From the Right's point of view, the SCOTUS was "packed" with people engaged in "judicial activism" for many years. What one side is convinced is "packing" is the "upholding the law" from the other side's point of view.

I haven't given up on America yet. I also don't think the voting process is quite as corrupt as many people claim, although I admit that I don't have any evidence to support my assertion other than anecdotal. (My source: One of my aunts was responsible for elections in a rural California county for many years.) And I sometimes wonder if such subversion of the voting process as does happen might not be roughly cancelling each other out, although that's a very cynical sort of thought for someone who wants to be idealistic.

(The best I can do in my little corner of the world is to make sure that the elections I've supervised are clean.
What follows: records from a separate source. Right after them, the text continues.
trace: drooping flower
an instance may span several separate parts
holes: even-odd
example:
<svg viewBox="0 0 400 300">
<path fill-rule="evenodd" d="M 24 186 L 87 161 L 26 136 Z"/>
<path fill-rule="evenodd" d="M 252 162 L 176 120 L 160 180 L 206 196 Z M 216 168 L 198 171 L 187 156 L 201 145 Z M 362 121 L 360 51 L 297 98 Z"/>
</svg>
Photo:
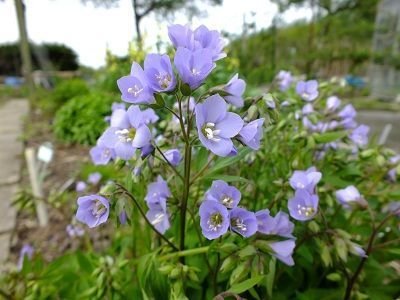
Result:
<svg viewBox="0 0 400 300">
<path fill-rule="evenodd" d="M 88 176 L 88 182 L 93 185 L 96 185 L 100 182 L 101 177 L 102 176 L 99 172 L 90 173 Z"/>
<path fill-rule="evenodd" d="M 167 209 L 161 205 L 152 206 L 146 213 L 146 218 L 162 234 L 171 227 Z"/>
<path fill-rule="evenodd" d="M 84 190 L 86 190 L 86 187 L 87 187 L 86 182 L 84 182 L 84 181 L 78 181 L 78 182 L 76 183 L 76 186 L 75 186 L 75 191 L 77 191 L 78 193 L 81 193 L 81 192 L 83 192 Z"/>
<path fill-rule="evenodd" d="M 279 89 L 282 92 L 286 91 L 293 82 L 292 73 L 285 70 L 279 71 L 278 75 L 276 76 L 276 79 L 278 80 Z"/>
<path fill-rule="evenodd" d="M 17 263 L 17 269 L 19 271 L 22 270 L 22 267 L 24 266 L 24 260 L 27 258 L 28 260 L 32 259 L 33 253 L 35 252 L 35 249 L 29 245 L 29 244 L 24 244 L 19 252 L 19 258 L 18 258 L 18 263 Z"/>
<path fill-rule="evenodd" d="M 321 180 L 322 174 L 315 167 L 310 167 L 305 171 L 294 171 L 289 179 L 290 186 L 297 189 L 306 189 L 313 193 L 315 186 Z"/>
<path fill-rule="evenodd" d="M 217 201 L 228 209 L 235 208 L 241 197 L 242 194 L 236 187 L 223 180 L 214 180 L 204 196 L 205 200 Z"/>
<path fill-rule="evenodd" d="M 288 266 L 294 266 L 292 255 L 296 243 L 293 240 L 271 242 L 269 246 L 273 251 L 273 253 L 271 253 L 273 256 Z"/>
<path fill-rule="evenodd" d="M 131 74 L 118 79 L 117 85 L 121 91 L 121 99 L 125 102 L 133 104 L 151 104 L 154 102 L 146 74 L 136 62 L 132 64 Z"/>
<path fill-rule="evenodd" d="M 166 54 L 148 54 L 144 60 L 144 72 L 153 91 L 168 92 L 176 86 L 171 61 Z"/>
<path fill-rule="evenodd" d="M 246 82 L 243 79 L 239 79 L 239 75 L 235 74 L 229 80 L 229 82 L 224 86 L 224 91 L 228 92 L 230 95 L 224 96 L 226 102 L 237 106 L 243 107 L 244 100 L 243 100 L 243 93 L 246 89 Z"/>
<path fill-rule="evenodd" d="M 166 211 L 167 198 L 169 197 L 171 197 L 171 191 L 167 182 L 161 176 L 158 176 L 157 181 L 148 185 L 144 200 L 150 209 L 159 209 L 161 206 Z"/>
<path fill-rule="evenodd" d="M 290 216 L 298 221 L 308 221 L 318 212 L 318 196 L 306 189 L 296 190 L 294 197 L 288 201 Z"/>
<path fill-rule="evenodd" d="M 299 81 L 296 85 L 296 93 L 304 101 L 313 101 L 318 97 L 318 82 L 316 80 Z"/>
<path fill-rule="evenodd" d="M 228 209 L 217 201 L 203 201 L 199 208 L 203 235 L 213 240 L 224 235 L 229 228 Z"/>
<path fill-rule="evenodd" d="M 340 103 L 341 103 L 341 101 L 340 101 L 340 99 L 338 97 L 330 96 L 326 100 L 326 110 L 328 112 L 334 112 L 339 108 Z"/>
<path fill-rule="evenodd" d="M 354 185 L 350 185 L 344 189 L 337 190 L 335 195 L 339 203 L 346 208 L 350 208 L 350 206 L 354 204 L 358 204 L 361 206 L 367 205 L 367 202 L 361 196 L 360 192 Z"/>
<path fill-rule="evenodd" d="M 85 234 L 85 230 L 82 227 L 72 224 L 68 224 L 65 231 L 71 238 L 83 236 Z"/>
<path fill-rule="evenodd" d="M 238 135 L 238 140 L 240 140 L 247 147 L 253 150 L 258 150 L 260 148 L 260 141 L 263 136 L 262 126 L 264 124 L 264 119 L 257 119 L 251 121 L 250 123 L 243 126 Z"/>
<path fill-rule="evenodd" d="M 182 160 L 181 153 L 178 149 L 170 149 L 164 152 L 164 156 L 167 158 L 169 163 L 173 166 L 179 165 Z"/>
<path fill-rule="evenodd" d="M 231 139 L 243 127 L 242 118 L 226 109 L 226 103 L 219 95 L 207 98 L 195 108 L 199 139 L 207 149 L 219 156 L 231 153 Z"/>
<path fill-rule="evenodd" d="M 256 212 L 256 218 L 259 232 L 294 238 L 292 235 L 294 224 L 290 222 L 288 214 L 280 211 L 272 217 L 268 209 L 263 209 Z"/>
<path fill-rule="evenodd" d="M 182 81 L 191 89 L 198 88 L 215 68 L 212 53 L 207 49 L 190 51 L 179 47 L 174 63 Z"/>
<path fill-rule="evenodd" d="M 97 141 L 96 146 L 90 149 L 89 153 L 95 165 L 106 165 L 115 158 L 114 149 L 106 147 L 100 140 Z"/>
<path fill-rule="evenodd" d="M 117 110 L 114 113 L 117 113 Z M 136 149 L 151 143 L 151 132 L 144 123 L 139 107 L 132 105 L 127 112 L 122 113 L 123 111 L 119 110 L 118 118 L 111 117 L 111 127 L 106 129 L 99 141 L 114 149 L 116 156 L 128 160 L 132 158 Z"/>
<path fill-rule="evenodd" d="M 301 110 L 301 113 L 303 114 L 303 116 L 307 116 L 313 112 L 314 112 L 314 107 L 312 106 L 311 103 L 307 103 L 306 105 L 304 105 Z"/>
<path fill-rule="evenodd" d="M 257 232 L 256 215 L 244 208 L 235 207 L 230 212 L 231 230 L 243 237 L 250 237 Z"/>
<path fill-rule="evenodd" d="M 213 61 L 226 56 L 223 52 L 224 41 L 216 30 L 209 30 L 201 25 L 194 31 L 188 25 L 174 24 L 168 27 L 168 36 L 176 49 L 182 47 L 194 51 L 207 49 Z"/>
<path fill-rule="evenodd" d="M 78 211 L 76 219 L 85 223 L 90 228 L 96 227 L 107 221 L 110 213 L 110 204 L 100 195 L 89 195 L 78 198 Z"/>
<path fill-rule="evenodd" d="M 360 125 L 350 133 L 349 138 L 358 147 L 364 147 L 368 144 L 368 133 L 369 126 Z"/>
</svg>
I hope I've succeeded there.)

I'm sure that a fairly significant number of Americans were convinced that this country had "jumped the shark" for years and years by the dominance of one party's rule. The USA has always had a strong conservative streak. Note that I'm horrified by the current erosion or potential erasure of our civil rights, and am not much of a fan of anything else the current administration has done, so I'm not defending that.
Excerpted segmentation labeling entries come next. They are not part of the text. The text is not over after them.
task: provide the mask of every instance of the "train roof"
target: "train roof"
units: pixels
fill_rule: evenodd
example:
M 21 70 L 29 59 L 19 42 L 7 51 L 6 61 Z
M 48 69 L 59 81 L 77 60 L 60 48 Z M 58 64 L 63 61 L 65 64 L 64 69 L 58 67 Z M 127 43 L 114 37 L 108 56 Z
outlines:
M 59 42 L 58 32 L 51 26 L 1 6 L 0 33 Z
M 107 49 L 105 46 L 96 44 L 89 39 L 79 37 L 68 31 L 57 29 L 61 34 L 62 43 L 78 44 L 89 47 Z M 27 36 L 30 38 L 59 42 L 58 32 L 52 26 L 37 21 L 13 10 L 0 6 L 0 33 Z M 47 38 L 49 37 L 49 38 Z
Personally, I tend toward libertarianism, except that I can't stand most of the upper-case-Libertarians I've encountered in fandom -- their version of Libertariansm, IMO, if actually tried, would collapse into some form of feudalism in time.

If anything, the elections that led to the current administration show that we could really use some form of Instant Runoff Voting, so people would feel more comfortable voting for someone other than one of the two major party candidates. If IRV were in place, I think Al Gore would have been elected president over Bush, albeit by a slim margin, as the Buchannan votes would presumably shifted to Bush and the Nader votes to Gore. (Both Buchannan and Nader would have received a lot more votes initially, too, since the far right and far left would have been less worried about "throwing their votes away.") Whether Gore would still be in office today is much harder to predict.